Friday, July 8, 2016

11 Cops Shot, 4 Cops Dead At Protest For Recent Murders of Unarmed Black Men Killed by Police Officers

 Dallas police respond after shots were fired at a Black Lives Matter rally in downtown Dallas on Thursday, July 7, 2016. Dallas protestors rallied in the aftermath of the killing of Alton Sterling by police officers in Baton Rouge, La. and Philando Castile, who was killed by police less than 48 hours later in Minnesota. [Smiley N. Pool | Dallas Morning News via AP]

DALLAS — Two snipers apparently shot 11 police officers during protests in Dallas on Thursday night and four officers are dead, the city's police chief said in a statement.

A statement from Dallas Police Chief David Brown released by a city spokeswoman said "it appears that two snipers shot 10 police officers from elevated positions during the protest/rally."

The gunfire broke out around 8:45 p.m.
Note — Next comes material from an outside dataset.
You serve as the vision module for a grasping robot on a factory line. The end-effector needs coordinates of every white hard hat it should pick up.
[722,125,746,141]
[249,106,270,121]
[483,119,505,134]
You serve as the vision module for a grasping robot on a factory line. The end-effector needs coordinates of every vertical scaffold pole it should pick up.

CST Thursday while hundreds of people were gathered to protest fatal police shootings this week in Baton Rouge, La., and suburban St. Paul, Minn.

The statement said three officers are dead, two are in surgery and three are in critical condition.

"An intensive search" for suspects is currently under way, it said. No one is in custody.

Live TV video showed protesters marching along a street in downtown, about half a mile from City Hall, when the shots erupted and the crowd scattered, seeking cover.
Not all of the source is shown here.